11th November 2010 | Concerts, Daily Life, Musings | 2 comments

I was teaching at the Guildhall today. All the students were excellent – that didn’t surprise me, because I know what a high standard there is at London’s big music colleges these days. Not one of my students was British – that didn’t surprise me either. What did surprise me was how beautifully they were all dressed, especially considering that it was only 10 o’clock in the morning. All the participants had dressed up for the class, the men in suits or crisp shirts and trousers, the women in elegant outfits with high-heeled shoes.

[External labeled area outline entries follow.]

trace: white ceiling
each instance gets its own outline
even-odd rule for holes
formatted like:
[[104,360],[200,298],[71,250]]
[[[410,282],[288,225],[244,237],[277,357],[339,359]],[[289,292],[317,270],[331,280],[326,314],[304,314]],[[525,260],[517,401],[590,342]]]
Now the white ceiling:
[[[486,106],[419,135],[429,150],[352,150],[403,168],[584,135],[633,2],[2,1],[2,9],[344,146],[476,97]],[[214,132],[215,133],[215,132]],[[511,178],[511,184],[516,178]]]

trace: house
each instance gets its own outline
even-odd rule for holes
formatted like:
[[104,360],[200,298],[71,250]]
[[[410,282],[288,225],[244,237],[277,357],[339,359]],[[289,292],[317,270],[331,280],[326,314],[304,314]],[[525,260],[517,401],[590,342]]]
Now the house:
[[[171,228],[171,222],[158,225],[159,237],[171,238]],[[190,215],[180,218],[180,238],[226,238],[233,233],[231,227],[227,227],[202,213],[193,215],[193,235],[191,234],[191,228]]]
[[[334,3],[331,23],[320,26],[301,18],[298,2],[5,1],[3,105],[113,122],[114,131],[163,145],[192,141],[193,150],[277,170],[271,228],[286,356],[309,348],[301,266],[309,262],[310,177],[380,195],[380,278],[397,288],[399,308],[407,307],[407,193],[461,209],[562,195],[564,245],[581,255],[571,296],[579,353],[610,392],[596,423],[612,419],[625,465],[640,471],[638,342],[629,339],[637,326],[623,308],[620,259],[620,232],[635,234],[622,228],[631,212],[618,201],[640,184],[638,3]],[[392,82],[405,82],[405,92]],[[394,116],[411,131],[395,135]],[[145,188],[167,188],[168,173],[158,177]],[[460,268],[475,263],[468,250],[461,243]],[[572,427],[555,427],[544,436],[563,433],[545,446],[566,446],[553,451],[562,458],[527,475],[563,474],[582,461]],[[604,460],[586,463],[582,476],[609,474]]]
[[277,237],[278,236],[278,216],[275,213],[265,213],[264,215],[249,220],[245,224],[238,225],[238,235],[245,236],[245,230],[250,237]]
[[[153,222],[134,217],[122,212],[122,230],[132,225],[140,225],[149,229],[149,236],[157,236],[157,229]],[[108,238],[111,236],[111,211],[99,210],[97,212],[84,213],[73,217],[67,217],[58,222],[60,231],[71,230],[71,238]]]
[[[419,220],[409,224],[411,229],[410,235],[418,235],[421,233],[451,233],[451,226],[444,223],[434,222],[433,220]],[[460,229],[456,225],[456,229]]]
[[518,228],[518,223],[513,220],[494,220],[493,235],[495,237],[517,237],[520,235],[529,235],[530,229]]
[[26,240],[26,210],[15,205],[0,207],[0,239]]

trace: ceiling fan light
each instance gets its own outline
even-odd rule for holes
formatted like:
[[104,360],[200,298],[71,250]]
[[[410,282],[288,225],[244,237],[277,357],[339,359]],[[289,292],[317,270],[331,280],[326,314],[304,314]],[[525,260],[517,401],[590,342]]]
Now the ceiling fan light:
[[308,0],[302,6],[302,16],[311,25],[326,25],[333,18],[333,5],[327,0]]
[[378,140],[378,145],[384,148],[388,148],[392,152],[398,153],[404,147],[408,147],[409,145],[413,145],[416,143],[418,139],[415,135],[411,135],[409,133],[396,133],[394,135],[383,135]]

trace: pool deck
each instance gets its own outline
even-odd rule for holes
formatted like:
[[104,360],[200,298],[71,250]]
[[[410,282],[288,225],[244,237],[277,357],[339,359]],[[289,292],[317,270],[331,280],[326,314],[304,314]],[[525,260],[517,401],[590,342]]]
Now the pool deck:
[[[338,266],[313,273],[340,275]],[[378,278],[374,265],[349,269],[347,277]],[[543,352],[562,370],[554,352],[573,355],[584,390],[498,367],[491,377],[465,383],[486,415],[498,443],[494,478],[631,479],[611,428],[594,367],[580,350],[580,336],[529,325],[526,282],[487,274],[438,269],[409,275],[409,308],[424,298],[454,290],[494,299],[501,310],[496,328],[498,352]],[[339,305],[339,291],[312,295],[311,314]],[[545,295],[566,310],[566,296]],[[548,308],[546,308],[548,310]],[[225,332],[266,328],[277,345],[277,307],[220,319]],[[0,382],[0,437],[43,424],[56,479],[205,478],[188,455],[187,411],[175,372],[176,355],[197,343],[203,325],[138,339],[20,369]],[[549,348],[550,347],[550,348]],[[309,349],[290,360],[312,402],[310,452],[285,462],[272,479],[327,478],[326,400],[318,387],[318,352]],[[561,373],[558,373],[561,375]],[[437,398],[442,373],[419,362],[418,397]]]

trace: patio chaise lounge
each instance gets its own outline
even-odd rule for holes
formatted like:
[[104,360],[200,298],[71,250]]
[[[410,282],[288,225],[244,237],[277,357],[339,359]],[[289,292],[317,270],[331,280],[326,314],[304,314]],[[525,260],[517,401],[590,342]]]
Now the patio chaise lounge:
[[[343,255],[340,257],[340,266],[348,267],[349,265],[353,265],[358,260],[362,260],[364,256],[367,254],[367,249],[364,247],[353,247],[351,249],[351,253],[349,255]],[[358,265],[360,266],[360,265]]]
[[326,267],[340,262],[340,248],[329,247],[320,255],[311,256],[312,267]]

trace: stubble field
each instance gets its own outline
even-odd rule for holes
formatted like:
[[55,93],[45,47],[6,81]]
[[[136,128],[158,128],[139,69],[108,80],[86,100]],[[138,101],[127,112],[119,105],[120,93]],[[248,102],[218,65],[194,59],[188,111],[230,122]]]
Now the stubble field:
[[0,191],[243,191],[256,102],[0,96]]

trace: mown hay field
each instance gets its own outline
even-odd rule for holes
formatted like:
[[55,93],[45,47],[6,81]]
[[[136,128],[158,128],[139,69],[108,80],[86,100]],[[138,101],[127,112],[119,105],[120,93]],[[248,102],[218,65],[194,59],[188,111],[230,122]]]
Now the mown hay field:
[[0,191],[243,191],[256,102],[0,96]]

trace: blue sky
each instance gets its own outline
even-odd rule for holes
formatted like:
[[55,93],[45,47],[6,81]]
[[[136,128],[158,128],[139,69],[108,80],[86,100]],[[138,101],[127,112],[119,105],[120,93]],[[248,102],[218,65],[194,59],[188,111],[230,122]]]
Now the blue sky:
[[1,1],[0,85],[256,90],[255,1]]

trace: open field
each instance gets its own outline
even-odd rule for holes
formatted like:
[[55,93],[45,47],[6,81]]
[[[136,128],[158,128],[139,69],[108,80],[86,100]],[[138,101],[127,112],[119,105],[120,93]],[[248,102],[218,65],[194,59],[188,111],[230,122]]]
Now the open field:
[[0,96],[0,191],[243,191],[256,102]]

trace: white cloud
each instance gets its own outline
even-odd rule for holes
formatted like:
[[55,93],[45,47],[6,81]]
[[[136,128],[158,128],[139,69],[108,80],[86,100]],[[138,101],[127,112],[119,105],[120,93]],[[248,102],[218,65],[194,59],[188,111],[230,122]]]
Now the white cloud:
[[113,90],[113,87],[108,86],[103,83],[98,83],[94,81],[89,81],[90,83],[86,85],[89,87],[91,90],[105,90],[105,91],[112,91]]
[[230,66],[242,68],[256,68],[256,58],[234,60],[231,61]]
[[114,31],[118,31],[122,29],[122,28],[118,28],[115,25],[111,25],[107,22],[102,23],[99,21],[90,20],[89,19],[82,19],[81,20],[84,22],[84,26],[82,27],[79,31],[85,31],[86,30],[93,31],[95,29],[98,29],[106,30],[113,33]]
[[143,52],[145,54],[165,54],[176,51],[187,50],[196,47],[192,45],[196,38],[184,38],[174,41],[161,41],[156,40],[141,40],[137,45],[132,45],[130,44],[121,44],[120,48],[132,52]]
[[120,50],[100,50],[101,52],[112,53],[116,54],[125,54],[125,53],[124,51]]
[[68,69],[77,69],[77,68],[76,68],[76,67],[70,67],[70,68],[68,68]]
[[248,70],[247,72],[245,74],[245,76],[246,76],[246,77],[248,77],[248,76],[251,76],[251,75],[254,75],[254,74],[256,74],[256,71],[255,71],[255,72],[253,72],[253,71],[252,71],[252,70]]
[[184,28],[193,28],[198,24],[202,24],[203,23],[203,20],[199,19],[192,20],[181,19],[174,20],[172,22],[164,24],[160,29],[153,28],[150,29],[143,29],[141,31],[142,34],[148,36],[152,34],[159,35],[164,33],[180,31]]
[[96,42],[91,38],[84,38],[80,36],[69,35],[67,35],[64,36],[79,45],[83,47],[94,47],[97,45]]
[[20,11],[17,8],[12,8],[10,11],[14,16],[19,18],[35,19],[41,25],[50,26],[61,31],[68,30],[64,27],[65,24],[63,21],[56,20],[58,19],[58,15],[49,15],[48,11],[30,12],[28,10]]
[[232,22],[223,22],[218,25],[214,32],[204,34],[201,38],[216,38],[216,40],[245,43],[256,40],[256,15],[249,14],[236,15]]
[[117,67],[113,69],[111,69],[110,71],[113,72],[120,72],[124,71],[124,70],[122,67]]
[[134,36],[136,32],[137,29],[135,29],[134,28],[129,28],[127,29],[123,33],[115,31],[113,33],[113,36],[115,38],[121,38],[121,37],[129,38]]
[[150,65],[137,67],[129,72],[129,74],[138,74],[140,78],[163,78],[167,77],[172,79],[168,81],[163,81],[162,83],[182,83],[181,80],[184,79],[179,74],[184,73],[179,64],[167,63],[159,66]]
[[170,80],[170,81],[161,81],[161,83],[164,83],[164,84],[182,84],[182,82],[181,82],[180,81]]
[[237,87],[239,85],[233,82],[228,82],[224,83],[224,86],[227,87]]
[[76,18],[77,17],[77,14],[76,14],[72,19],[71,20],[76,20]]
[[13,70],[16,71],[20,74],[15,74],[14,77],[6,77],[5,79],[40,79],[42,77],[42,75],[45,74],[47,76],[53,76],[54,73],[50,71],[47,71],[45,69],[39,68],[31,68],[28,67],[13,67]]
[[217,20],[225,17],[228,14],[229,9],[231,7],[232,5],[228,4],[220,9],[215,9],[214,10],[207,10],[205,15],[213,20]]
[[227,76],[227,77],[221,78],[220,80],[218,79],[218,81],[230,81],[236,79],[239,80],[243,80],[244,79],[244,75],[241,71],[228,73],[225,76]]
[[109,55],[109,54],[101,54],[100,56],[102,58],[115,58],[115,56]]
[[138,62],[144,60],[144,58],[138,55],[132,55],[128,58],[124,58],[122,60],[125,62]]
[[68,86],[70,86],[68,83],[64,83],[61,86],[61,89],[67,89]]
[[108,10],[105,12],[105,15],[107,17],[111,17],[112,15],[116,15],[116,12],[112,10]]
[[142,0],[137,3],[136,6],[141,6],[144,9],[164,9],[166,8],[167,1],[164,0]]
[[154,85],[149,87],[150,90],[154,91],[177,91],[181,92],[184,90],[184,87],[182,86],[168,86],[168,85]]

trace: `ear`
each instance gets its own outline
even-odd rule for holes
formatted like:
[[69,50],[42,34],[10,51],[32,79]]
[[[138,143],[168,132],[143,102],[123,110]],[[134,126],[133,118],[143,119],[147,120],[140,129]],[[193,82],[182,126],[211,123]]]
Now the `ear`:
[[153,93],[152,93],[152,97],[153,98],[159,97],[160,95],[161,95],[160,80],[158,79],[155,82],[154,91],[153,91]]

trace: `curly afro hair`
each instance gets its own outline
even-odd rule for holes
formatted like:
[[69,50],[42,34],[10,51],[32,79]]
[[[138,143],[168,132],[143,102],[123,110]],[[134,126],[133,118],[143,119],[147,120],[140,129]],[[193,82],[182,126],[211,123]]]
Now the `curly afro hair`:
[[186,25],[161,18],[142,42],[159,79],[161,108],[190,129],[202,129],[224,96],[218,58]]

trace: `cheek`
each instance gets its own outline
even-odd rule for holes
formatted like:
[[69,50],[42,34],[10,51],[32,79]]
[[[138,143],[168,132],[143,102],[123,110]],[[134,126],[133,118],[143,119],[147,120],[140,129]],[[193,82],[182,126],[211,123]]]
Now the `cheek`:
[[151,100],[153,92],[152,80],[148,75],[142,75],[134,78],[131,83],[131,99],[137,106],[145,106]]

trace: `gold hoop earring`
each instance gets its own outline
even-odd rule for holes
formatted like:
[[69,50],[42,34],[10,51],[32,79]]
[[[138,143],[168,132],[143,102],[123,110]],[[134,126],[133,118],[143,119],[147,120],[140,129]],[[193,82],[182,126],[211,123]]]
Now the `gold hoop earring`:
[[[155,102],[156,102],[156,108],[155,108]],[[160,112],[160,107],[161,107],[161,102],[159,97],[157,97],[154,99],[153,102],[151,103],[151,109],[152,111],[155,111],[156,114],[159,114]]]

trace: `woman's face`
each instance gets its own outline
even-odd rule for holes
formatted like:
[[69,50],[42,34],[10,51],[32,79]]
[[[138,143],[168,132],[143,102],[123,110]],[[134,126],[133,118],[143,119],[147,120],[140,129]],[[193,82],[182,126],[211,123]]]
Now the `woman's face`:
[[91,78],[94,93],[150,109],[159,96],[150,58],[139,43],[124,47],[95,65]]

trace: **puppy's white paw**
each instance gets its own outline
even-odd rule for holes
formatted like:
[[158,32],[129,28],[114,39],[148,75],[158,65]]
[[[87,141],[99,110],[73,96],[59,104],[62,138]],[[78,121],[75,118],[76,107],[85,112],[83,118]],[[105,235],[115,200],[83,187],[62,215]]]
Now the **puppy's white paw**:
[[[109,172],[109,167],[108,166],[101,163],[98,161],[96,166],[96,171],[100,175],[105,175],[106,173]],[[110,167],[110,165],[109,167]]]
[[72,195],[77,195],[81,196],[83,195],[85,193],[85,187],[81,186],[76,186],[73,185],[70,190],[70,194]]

When I was a music student we did not dress up like this, and in fact I didn’t own any such items of clothing. Student life didn’t call for anything tailored. Today, though, it’s almost as if music students treat their conservatoire years as urgent preparation for life in the real world of professional concert-giving. In a way it’s undeniably impressive, and shows how switched on they and their teachers are to the fact that professional life is just around the corner, and yet it also made me feel a bit sad. Don’t they realise this is their last chance to wear baggy jumpers?

2 Comments

  1. peter

    I always had difficulty playing the piano or violin wearing a jacket, and I don’t know how professional pianists and violinists cope with the constraints on their movements that jackets occasion.

    Reply
  2. Susan Tomes

    My first piano teacher used to say that you should never wear new clothes for a concert without trying them out first in a ‘house concert’. It’s true: concert clothes, both for men and women, are often of stiffer and more formal material, or they’re cut differently, and they certainly can affect how you move. It’s not nice to be taken by surprise by that in a performance.